Namun, Hatta berharap pembuat UU (pemerintah dan DPR) membuat solusi bahwa sengketa pilkada dapat ditangani oleh lembaga di luar peradilan, yakni dengan membentuk badan khusus.
"Ada lembaga khusus yang menyelesaikan, bisa dari KPU atau dari mana," kata Hatta Ali saat konferensi pers di Jakarta, Rabu (7/1).
Hatta mengusulkan badan khusus itu dapat diambil dari beberapa unsur, seperti Komisi Pemilihan Umum (KPU) atau dari Badan Pengawas Pemilihan Umum (Bawaslu).
Namun, lanjut dia, pihaknya tidak bisa berbuat apa-apa jika pembuat undang-undang saat melakukan revisi UU Pilkada ini menugasi Mahkamah Agung sebagai lembaga yang mengadili sengketa hasil pemilu pemilihan kepala daerah ini.
"Sikap kami berusaha sedapat mungkin tidak ke Mahkamah Agung, tetapi tidak akan melakukan pembangkangan jika UU memerintahkan (sengketa pilkada) ke Mahkamah Agung," ujarnya.
Hakim Agung Supandi mengatakan bahwa pihaknya siap menangani sengketa pemilihan kepala daerah yang akan digelar pada tanggal 16 Desember 2015 secara serentak.

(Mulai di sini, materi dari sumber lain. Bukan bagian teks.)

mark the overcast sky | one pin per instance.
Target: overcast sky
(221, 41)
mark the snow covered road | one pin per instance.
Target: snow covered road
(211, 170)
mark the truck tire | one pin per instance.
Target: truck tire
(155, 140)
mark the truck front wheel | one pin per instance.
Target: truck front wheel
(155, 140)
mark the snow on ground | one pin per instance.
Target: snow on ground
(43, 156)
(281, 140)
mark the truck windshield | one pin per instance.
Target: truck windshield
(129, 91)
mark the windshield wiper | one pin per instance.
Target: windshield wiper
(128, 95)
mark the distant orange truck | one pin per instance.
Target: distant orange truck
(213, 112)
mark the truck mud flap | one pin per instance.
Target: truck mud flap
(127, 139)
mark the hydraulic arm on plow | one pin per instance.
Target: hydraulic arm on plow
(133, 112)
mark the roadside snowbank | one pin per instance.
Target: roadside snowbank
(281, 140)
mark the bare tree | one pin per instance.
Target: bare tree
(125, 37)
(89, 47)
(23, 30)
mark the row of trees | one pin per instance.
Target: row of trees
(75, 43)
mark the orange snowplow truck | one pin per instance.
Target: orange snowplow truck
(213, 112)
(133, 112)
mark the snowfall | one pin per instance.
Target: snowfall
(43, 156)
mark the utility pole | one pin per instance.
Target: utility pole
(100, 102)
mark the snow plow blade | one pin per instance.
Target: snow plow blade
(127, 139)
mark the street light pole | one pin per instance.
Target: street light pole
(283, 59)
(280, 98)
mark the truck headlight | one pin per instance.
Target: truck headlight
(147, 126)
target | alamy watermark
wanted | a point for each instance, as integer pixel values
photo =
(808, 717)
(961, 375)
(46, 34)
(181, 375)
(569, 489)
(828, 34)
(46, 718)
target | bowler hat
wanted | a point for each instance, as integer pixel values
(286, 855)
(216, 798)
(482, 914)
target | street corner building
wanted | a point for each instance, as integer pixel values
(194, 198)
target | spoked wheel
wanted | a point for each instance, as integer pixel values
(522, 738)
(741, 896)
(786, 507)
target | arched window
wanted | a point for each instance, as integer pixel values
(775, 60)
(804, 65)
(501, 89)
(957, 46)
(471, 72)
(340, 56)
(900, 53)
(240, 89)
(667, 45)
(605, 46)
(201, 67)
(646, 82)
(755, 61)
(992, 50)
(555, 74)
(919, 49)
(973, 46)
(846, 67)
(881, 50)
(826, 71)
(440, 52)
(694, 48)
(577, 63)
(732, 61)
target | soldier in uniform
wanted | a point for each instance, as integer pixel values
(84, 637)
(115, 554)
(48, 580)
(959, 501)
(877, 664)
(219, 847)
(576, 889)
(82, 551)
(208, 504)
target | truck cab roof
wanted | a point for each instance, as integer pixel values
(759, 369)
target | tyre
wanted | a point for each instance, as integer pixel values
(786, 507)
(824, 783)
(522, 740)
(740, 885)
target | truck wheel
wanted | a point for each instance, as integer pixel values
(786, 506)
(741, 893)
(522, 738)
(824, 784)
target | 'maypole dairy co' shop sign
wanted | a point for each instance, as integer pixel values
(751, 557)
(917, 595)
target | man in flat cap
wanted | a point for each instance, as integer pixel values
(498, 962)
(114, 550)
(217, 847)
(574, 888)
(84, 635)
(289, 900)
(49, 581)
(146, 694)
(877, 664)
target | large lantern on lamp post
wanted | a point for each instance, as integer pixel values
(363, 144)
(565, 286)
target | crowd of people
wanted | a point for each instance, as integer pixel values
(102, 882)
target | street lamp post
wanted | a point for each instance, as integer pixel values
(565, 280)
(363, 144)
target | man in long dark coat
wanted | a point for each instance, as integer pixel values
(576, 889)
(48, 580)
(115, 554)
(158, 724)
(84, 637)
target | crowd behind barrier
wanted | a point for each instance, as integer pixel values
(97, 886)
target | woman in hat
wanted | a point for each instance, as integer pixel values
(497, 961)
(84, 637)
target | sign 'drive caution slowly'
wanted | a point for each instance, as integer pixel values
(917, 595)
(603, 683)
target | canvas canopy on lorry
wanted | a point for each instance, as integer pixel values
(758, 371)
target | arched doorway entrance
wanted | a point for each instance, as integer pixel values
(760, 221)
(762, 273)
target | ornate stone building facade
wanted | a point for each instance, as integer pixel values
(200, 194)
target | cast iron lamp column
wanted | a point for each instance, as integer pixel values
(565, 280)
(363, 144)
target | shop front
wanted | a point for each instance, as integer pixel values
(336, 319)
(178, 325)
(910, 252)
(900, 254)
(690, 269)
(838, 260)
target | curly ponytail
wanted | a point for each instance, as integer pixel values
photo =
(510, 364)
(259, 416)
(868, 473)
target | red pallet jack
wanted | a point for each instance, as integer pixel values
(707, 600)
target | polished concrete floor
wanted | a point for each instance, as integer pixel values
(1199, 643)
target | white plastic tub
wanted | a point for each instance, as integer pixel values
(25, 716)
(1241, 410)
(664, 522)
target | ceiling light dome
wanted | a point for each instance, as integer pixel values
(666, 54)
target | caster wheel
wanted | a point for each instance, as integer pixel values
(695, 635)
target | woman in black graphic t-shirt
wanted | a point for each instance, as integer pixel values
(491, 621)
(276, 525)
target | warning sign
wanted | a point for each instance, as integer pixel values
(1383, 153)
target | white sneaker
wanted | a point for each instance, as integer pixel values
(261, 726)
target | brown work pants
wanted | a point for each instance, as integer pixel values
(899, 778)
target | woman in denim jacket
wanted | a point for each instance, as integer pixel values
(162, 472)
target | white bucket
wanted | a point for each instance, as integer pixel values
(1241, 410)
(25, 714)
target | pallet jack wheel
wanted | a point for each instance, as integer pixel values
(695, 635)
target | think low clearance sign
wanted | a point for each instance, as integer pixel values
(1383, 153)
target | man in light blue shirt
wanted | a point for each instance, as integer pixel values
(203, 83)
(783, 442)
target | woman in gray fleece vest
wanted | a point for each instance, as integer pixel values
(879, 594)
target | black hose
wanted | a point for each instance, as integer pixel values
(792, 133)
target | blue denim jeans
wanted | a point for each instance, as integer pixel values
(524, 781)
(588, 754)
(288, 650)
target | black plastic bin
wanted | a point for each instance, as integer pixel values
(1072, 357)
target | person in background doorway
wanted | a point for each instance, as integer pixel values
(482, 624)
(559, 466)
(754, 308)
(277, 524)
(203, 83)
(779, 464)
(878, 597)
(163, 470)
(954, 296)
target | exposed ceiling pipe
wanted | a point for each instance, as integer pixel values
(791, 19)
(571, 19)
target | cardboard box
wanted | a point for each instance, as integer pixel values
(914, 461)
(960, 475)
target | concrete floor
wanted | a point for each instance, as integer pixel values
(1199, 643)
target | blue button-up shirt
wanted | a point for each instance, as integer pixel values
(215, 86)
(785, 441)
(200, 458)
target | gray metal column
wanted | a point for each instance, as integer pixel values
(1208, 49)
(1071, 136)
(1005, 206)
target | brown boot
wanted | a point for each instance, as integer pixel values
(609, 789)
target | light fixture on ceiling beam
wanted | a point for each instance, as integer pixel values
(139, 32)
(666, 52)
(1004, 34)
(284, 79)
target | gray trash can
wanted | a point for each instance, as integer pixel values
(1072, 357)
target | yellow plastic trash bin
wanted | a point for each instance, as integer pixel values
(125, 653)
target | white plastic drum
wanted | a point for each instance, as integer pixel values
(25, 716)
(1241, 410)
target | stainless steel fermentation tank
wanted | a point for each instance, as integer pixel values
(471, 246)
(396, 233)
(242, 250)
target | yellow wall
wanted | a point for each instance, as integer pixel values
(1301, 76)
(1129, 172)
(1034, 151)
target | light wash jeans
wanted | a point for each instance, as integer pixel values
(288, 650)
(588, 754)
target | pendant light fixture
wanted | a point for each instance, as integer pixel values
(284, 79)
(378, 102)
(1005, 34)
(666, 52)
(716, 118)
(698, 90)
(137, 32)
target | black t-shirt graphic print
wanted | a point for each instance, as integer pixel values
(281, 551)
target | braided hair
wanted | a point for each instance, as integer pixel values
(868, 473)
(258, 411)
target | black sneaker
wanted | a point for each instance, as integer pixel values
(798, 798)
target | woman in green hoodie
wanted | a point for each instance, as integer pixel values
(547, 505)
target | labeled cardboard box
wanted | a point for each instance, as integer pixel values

"Tergantung perundang-undangan, kalau memerintahkan Mahkamah Agung, siap dengan harapan dapat dukungan teknis sumber daya oleh negara diperhatikan," kata Hakim Agung MA Supandi di Kantor Komisi Pemilihan Umum (KPU), Jakarta, Jumat (9/1).
Menurut Supandi, majelis khusus sudah dipersiapkan. Ada empat pengadilan tinggi untuk mengurusi sengketa pilkada, yaitu di PTUN di Medan, Jakarta, Surabaya, dan Makasar.
Kendati begitu, Supandi berharap sengketa pilkada tidak berujung di pengadilan.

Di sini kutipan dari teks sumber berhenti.